00:12:16 Review: Beyoncé


One of pop's reigning divas, Beyoncé Knowles, is releasing a new album the day after her 25th birthday. The aptly titled B’Day (not to be confused with this), is Beyoncé's second solo effort since splitting from girl group Destiny’s Child. This is a big year for Beyoncé—besides the new album, she is also starring in the forthcoming movie-musical Dreamgirls and still going strong in the role of Mrs. Jay-Z. Jim suspects that all of Beyoncé's other concerns overshadowed her interest in the music on B’Day. With the exception of soul-sampled songs like "Sugar Mama," Jim thinks the album is an unfocused mess and gives it a Trash It. Greg had high hopes for Beyoncé (who can boast singing and dancing ability as well as a pretty face) but her current message is lost on Greg. He can't understand why the former "Independent Woman" would decide to play such a victim. Therefore, despite some good beats and good singing, he has to give B’Day a Burn It.

Gov’t Mule

Warren Haynes and his band Gov’t Mule join Jim and Greg on the show this week. Haynes first became well-known as Duane Allman's replacement in the Allman Brothers. He played guitar and sang with the band until 1997, when he left to form Gov't Mule. He and drummer Matt Abts, keyboardist Danny Louis and bassist Andy Hess recently launched a new tour, and this show marks the group's very first performance with everyone together—though the band is no stranger to touring.
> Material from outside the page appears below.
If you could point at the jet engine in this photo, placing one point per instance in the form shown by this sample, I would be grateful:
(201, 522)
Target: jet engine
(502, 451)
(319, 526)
They have a huge concert following, which is why many include Gov't Mule in the jam band category. You won't hear Jim and Greg utter that term too often though.

This tour coincides with the release of the band's new album High and Mighty, and they play two new songs from the record, "Mr. High and Mighty" and "Children of the Earth," on the show. Jim and Greg note that Warren is "pretty ticked off" on a lot of the record. Warren explains that despite a potential backlash, it's important more now than ever for citizens and musicians to express themselves and be political.
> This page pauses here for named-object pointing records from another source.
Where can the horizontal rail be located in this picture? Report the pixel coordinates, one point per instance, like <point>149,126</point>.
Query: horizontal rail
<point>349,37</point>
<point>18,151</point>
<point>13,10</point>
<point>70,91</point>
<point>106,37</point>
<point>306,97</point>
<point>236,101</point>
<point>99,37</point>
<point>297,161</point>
In true rock and roll style, Jim makes a cheeky Desert Island Jukebox pick this week. As discussed above, this week marks the one year anniversary of Hurricane Katrina. Many people would have gone with a solemn, or even political track -- but, as listeners know, Jim is not many people, and he can't resist choosing R.E.M.'s "It’s the End of the World As We Know It (And I Feel Fine)." Jim likens the Dadaist song to Bob Dylan's "Subterranean Homesick Blues," a similar surreal expression of social discontent. The song comes from R.E.M.'s pre-major label era, which Jim believes is their best time period. He also offers bit of insight into one of the song's most famous lines: "Leonid Brezhnev, Lenny Bruce and Lester Bangs. Birthday party, cheesecake, jelly bean, boom!" Jim wrote the biography of rock critic Lester Bangs, and learned that this line was written after Michael Stipe and Peter Buck attended Bangs' birthday party. Hungry and poor, the young band members were hoping to get a meal out of the event, but were only offered birthday cake and jelly beans. Then an over-served Bangs insulted his fan Stipe and started a food fight. Make sense now?